After lunch, the sessions began.  The first session I attended was one on the Boston Census Research Data Center.  There are 18 RDCs in the country, and these RDCs charge a fee for scholars to come in and use the census data that is not released publicly.  HBS pays the lab fees for all faculty, staff, and students at Harvard.  Researchers can submit proposals for their research, stating what data they would like to see and why their research cannot be done with only the publicly available material.  To begin the proposal process, researchers can contact the closest RDC.  For us, the Boston one is currently the closest location, but Yale will be establishing an RDC next year.  The website is www.census.gov/ces/main/contact.html.

The presenter gave several examples of research that had been completed using data at the RDC.  These include the effect on property values in neighborhoods near plants; what firms export where; the decision of firms to go public; and the effect of social networks on hiring and work patterns.

The second session I attended was one on the historical collections at HBS.  This was particularly interesting to me as the history librarian.  The records at HBS document business history from the late 1300s-today.  The collections consist of a print collection, the HBS Archives, the manuscript collection, and the Polaroid Collection.

The manuscript collection is where you can find much of the most unique material.  This collection includes over 1500 series from the 14th century to the present.  Many records related to colonial and early republican business records in New England are housed here, including a vast amount of material related to 19th-century whaling.  One of the graduate students (a PhD candidate at Yale) in the morning’s panel had used the R. G. Dun credit reports extensively for her dissertation on credit history.  These reports are the most commonly used material in the HBS historical collections.
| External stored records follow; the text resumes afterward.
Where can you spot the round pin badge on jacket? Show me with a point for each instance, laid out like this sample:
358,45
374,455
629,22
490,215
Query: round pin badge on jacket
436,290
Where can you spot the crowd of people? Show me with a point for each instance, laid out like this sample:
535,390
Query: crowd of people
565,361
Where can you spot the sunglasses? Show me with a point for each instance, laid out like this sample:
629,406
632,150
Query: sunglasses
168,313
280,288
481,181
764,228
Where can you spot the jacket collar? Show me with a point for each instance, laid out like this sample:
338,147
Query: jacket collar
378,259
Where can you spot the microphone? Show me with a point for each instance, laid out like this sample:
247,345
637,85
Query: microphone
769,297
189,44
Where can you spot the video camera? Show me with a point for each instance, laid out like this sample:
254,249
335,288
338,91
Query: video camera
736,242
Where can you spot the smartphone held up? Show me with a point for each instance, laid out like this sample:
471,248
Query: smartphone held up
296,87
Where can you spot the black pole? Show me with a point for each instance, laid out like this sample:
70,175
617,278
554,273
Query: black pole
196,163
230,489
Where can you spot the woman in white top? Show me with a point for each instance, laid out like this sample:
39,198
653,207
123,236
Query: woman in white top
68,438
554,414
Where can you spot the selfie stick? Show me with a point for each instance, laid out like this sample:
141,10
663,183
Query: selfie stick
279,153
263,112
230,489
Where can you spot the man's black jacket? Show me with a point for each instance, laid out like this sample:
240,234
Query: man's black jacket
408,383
The Polaroid Collection is a new acquisition and is the largest collection at HBS.  This collection includes administrative records, patent history, research and development records, photographs, prototype photos, advertisement photos, and an AV component.  It is not yet fully accessible as the staff are still processing this very large collection.

The Social Sciences Librarians Bootcamp is a conference that I find worthwhile.  There is plenty of opportunities to learn about resources that are out there, especially the freely accessible ones.  Also, it is a great place to network with other librarians in the greater Boston area who are dealing with many of the same issues we are at UConn.  I would recommend this conference to anyone interested.